Browder: Genau. Dazu gibt's übrigens eine nette Geschichte. Ich habe damals an Addons zu Mechwarrior 2 mitgearbeitet. Daher weiß ich, dass es in einer frühen Version davon noch eine automatische Zielerfassung gab: Man musste nur entscheiden, welche Waffen in welcher Reihenfolge abgefeuert werden sollten, der Computer lenkte sie dann Ziel. Der Spieler musste sich nur darum kümmern, dass sein Mech nicht überhitzt. Das wäre sogar ganz interessant gewesen, aber eben nur für wenige Spieler. Die Mehrheit wollte Action, und die haben sie letztlich auch bekommen. Gleiches gilt für Starcraft: Wir wollen, dass unsere Spieler zum Stützpunkt zurück scrollen, um Nachschub zu rekrutieren. Wir wollen, dass sie sich wirklich darum kümmern, statt sich nur auf eine Automatik zu verlassen.

GameStar: Das führt uns zurück zum Gleichgewicht zwischen Mikro- und Makromanagement. Seit der BlizzCon 2008 habt ihr das Wirtschaftssystem erneut geändert. Damals gab's bereits zwei Vespin-Geysire in jeder Basis, doch die machten jedes Mal kurzfristig dicht, wenn man eine bestimmte Menge Gas geerntet hatte. Daher musste man ständig den Zustand der Rohstoffquellen überprüfen, was viel Mikromanagement erforderte. Warum ist das jetzt nicht mehr so?

An jedem Basis-Standort stehen nun zwei Vespin-Geysire. An jedem Basis-Standort stehen nun zwei Vespin-Geysire.

Browder: Oje, wir grübeln schon ewig, wie wir die Geysire ummodeln können. Wir wollen, dass man sich mehr um die Wirtschaft kümmern muss. Und die Geyire eignen sich als idealer Ansatzpunkt, weil sie früher ziemlich unspektakulär waren: Man schickte drei Arbeiter hin und Ende. Also beschlossen wir, die Mechanik zu ändern, was jedoch nicht geklappt hat. Denn es war äußerst schwierig, das neue System auszubalancieren. Falls wir uns entschieden hätten, dass man die Gasversorgung zwingend von Hand regeln muss, um normal viele Rohstoffe zu sammeln, dann hätten wir unerfahrene Spieler benachteiligt. Denn sie könnten sich teure Truppen wie Schlachtkreuzer oder Templer nicht mehr leisten. Dabei kommen gerade diese Einheiten bei Gelegenheitsspieler am besten an. Also hätten wir die Mechanik so ausrichten müssen, dass man auch ausreichend Gas erntet, wenn man die Geysire sich selbst überlässt. Mikromanagement-Experten würden dann allerdings deutlich mehr Rohstoffe ernten und nur noch mächtige Truppen wie Träger und Archonen rekrutieren. Das wäre ebenfalls unfair. Hinzu kommt, dass die Geysir-Prüferei schnell lästig geworden wäre. Wir wollen unsere Spieler aber nicht nerven, sondern belohnen.

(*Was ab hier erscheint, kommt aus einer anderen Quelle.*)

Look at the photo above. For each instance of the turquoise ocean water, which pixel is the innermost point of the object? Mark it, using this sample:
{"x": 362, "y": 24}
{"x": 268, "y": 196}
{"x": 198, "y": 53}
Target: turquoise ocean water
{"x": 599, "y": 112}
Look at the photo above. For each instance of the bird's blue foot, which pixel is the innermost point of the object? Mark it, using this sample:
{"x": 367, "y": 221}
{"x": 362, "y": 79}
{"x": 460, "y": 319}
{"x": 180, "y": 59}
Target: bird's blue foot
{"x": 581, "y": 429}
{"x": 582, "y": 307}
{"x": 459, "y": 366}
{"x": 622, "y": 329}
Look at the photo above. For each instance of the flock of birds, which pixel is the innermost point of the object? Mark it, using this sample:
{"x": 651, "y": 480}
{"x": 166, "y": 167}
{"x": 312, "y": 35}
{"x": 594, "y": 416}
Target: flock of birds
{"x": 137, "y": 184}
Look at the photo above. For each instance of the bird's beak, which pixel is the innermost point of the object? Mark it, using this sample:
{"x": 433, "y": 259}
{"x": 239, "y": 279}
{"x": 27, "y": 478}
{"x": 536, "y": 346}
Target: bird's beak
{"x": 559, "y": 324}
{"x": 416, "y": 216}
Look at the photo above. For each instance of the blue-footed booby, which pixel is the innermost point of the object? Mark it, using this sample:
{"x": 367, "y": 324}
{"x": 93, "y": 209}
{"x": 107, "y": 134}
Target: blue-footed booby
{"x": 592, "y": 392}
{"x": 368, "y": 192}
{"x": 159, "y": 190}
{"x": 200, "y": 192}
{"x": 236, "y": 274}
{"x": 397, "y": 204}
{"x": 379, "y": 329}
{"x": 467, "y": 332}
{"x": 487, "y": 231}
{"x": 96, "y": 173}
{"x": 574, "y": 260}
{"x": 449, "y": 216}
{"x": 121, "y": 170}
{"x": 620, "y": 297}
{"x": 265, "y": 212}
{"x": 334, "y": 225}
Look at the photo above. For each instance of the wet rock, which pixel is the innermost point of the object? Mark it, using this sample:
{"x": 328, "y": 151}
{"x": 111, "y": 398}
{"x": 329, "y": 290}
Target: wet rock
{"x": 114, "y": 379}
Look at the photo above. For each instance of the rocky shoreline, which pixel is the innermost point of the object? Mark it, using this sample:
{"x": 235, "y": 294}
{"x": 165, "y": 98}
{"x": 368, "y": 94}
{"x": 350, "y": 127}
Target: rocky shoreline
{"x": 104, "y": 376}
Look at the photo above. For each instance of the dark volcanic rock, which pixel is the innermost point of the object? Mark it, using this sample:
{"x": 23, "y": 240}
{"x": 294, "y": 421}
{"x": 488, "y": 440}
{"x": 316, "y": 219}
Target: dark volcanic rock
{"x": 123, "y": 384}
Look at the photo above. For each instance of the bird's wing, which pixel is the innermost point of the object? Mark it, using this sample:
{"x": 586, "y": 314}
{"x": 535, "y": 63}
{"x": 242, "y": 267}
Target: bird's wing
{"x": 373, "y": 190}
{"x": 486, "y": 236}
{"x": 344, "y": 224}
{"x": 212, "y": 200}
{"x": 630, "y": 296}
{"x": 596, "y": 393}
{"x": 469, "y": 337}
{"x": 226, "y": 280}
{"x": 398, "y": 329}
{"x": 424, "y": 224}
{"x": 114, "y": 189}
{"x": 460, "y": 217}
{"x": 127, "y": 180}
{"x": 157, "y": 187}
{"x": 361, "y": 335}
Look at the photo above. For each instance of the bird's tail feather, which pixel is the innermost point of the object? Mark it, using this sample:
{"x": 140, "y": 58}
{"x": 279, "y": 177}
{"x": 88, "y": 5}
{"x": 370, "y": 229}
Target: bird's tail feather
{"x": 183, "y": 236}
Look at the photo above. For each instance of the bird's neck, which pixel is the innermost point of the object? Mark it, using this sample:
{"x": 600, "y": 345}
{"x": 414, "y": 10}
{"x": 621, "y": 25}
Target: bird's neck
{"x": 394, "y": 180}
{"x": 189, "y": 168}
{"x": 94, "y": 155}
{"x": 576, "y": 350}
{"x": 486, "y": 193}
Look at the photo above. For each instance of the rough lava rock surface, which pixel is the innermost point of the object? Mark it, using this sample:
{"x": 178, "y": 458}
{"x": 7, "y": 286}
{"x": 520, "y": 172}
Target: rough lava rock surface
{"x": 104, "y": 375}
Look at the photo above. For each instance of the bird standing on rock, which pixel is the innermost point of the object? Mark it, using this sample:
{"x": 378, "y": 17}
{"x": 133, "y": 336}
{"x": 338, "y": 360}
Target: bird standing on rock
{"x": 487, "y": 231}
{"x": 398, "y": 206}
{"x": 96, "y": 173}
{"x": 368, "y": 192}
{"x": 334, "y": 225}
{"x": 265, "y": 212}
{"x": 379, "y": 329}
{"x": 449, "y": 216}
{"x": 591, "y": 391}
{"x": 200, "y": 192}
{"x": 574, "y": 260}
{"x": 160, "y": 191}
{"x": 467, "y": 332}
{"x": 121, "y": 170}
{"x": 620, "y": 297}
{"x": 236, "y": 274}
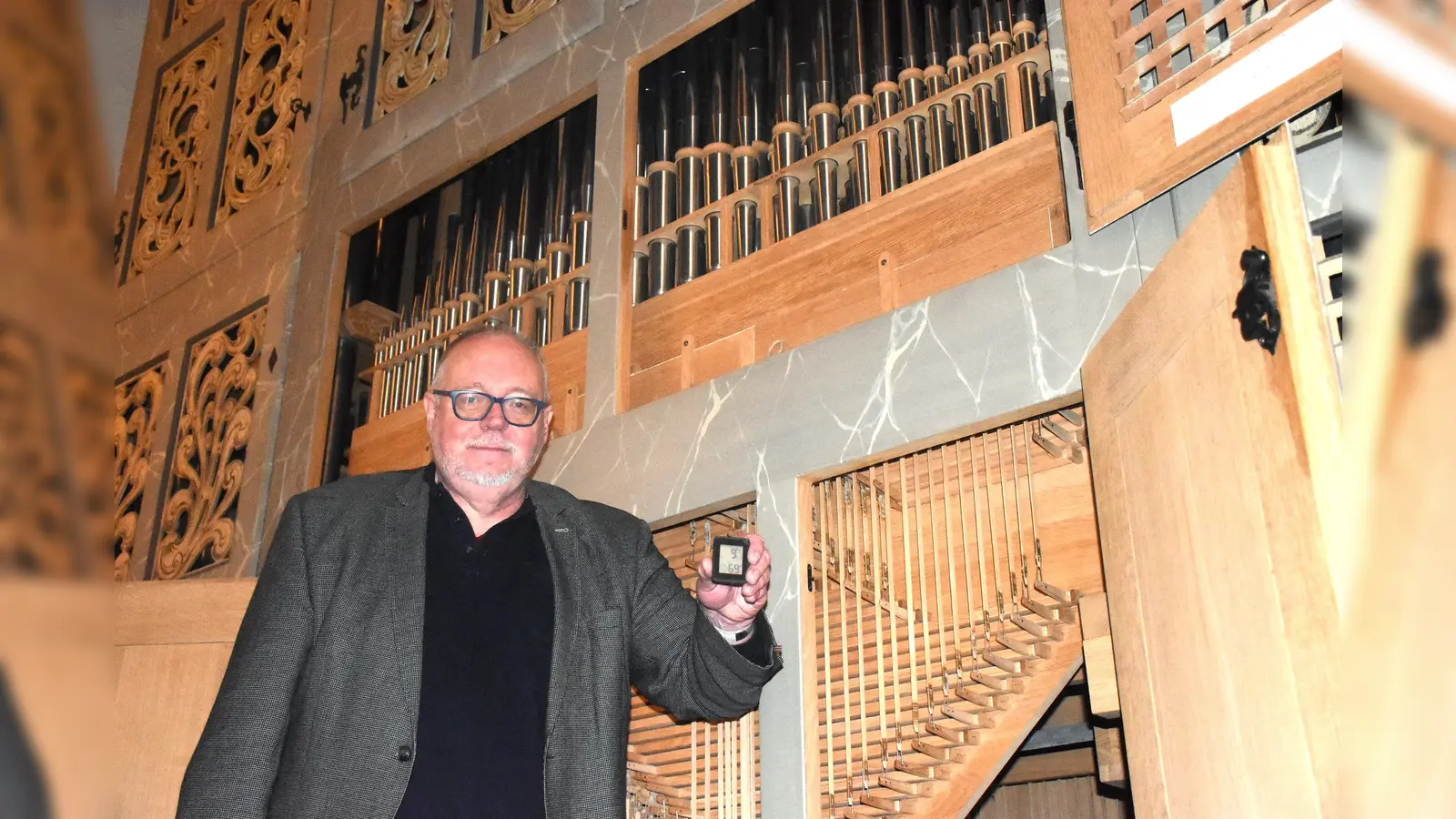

GameStar: Klingt vernünftig. Vermutlich habt ihr deshalb die drei neuen Spezialeinheiten und -gebäude eingeführt: die Königin der Zerg, den Dunklen Pylon der Protoss und die Satellitenzentrale der Terraner. Jeder dieser Frischlinge hat defensive Fähigkeiten, die sich unter anderem auf die Rohstoffernte auswirken.

Browder: Stimmt, die neuen Talente sollen das Wirtschaftssystem beleben, etwa indem sie dem Spieler zusätzliche Rohstoffe bescheren. Zudem heben wir mit den neuen Einheiten die Parteien noch stärker voneinander ab.

Die Terraner fordern M.U.L.E.-Roboter an, um schneller Kristalle zu ernten. Die Terraner fordern M.U.L.E.-Roboter an, um schneller Kristalle zu ernten.

GameStar: Wie das?

Browder: Im ersten Starcraft lief die Rohstoffernte bei jedem Volk nahezu gleich. Es gab höchstens kleine Unterschiede, etwa bei den Protoss-Arbeitern, die sofort weiter sammeln konnten, nachdem sie ein Gebäude angefordert hatten. Nun vertiefen wir die Gegensätze. Die Terraner etwa können dank der Satellitenzentrale M.U.L.E.-Roboter anfordern, um schneller Kristalle zu ernten. Die Königin verschafft den Zerg eine weitere Rekrutierungsmöglichkeit. Denn im Vorgänger mussten die Aliens noch zahlreiche Brutstätten bauen, um Truppenmassen auszuheben. Jetzt können sie alternativ Königinnen rekrutieren, mit denen sie die Anzahl ihrer Larven erhöhen. Dann brauchen sie entsprechend weniger Hauptgebäude. Allerdings erfordert die Larvenvermehrung der Königin ein wenig Mikromanagement. Der Spieler muss sich also entscheiden, ob er darauf Zeit verwendet oder doch lieber mehrere Brutstätten errichtet. Die Rassen spielen sich also nicht nur unterschiedlicher, sie haben auch mehr strategische Möglichkeiten.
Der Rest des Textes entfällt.